That funny made hinge provides more strength of pull to the off balance load in the opposing corner, more than that of a normal 'strip' that i imagine you mean when you say rectangle. So in fighting that load, it is strongest, for the fibre at tear off is scheduled at the most leveraged position to fight that sideways pull on the hinge.

But in there, there would be less fibres slightly, because the ones all piled in one corner, mean fibres more in back bending and flexing over other ones in front, so more resistant to flexing, so equivalent force pulling on them would leave less fibre in that hinge than a strip slightly. So in that sense, that application you would be right, so you can choose wichever hinge's proerties to suit your task.

i think that like 'forcing' a plant to have more shoots by challenging it, the way to get the strongest hinge is to force it to flex early, so tree comes forward with more fibre holding it. This can be from a rope, wedge etc. That will leave the most amount of controlling fibre, all with the same strength per.

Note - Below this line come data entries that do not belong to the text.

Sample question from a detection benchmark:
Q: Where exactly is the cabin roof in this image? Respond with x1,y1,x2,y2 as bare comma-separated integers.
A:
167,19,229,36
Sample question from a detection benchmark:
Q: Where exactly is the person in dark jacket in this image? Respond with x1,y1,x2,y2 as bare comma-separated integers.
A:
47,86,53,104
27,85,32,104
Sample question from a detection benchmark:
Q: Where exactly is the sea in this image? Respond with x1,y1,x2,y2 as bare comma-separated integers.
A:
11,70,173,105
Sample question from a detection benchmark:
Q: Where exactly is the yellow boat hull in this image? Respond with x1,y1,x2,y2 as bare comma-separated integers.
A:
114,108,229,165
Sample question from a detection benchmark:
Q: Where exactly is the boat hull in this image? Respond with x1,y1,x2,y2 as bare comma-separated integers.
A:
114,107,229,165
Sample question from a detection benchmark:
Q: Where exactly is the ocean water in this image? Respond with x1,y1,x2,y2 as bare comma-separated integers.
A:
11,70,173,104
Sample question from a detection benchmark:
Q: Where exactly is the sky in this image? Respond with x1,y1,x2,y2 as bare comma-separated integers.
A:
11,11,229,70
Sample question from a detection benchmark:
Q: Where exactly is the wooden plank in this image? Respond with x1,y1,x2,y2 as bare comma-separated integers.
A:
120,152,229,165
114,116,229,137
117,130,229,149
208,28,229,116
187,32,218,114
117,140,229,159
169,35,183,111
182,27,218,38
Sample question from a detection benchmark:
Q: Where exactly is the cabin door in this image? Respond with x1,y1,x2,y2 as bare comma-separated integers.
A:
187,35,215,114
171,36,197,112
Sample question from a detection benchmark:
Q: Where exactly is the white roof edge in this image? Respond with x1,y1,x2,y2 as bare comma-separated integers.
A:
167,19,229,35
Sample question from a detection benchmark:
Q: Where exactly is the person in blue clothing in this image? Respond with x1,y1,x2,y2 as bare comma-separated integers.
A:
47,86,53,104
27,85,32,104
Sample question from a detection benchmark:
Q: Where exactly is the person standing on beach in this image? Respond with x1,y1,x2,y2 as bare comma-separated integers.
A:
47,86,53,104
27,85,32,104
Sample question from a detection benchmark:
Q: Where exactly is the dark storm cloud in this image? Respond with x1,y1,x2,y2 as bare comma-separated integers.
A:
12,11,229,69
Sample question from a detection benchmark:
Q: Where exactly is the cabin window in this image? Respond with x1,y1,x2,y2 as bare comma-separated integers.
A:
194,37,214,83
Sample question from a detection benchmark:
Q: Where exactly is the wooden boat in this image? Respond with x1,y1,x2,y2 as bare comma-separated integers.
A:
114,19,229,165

One reason to use and be aware of all this in the tree, is to make things pull away from ya slightly, or go right between some branches, or lay into/pre-stretch a rig. Just realizing you can dial that hinge in for diffrent applications is a serious empowermeant.
 
Spyder? Are you putting these principles into application? I dont mean in an open field I'm speaking of on a customers property with a limit for error? :blob2:
 
Swinging a tree, bore cutting the hinge to prevent splitting, those are just two very basic examples.
 
I am suggesting we talk about the hinge first. I'm suggesting we talk about the

I was making reference to one portion of your question.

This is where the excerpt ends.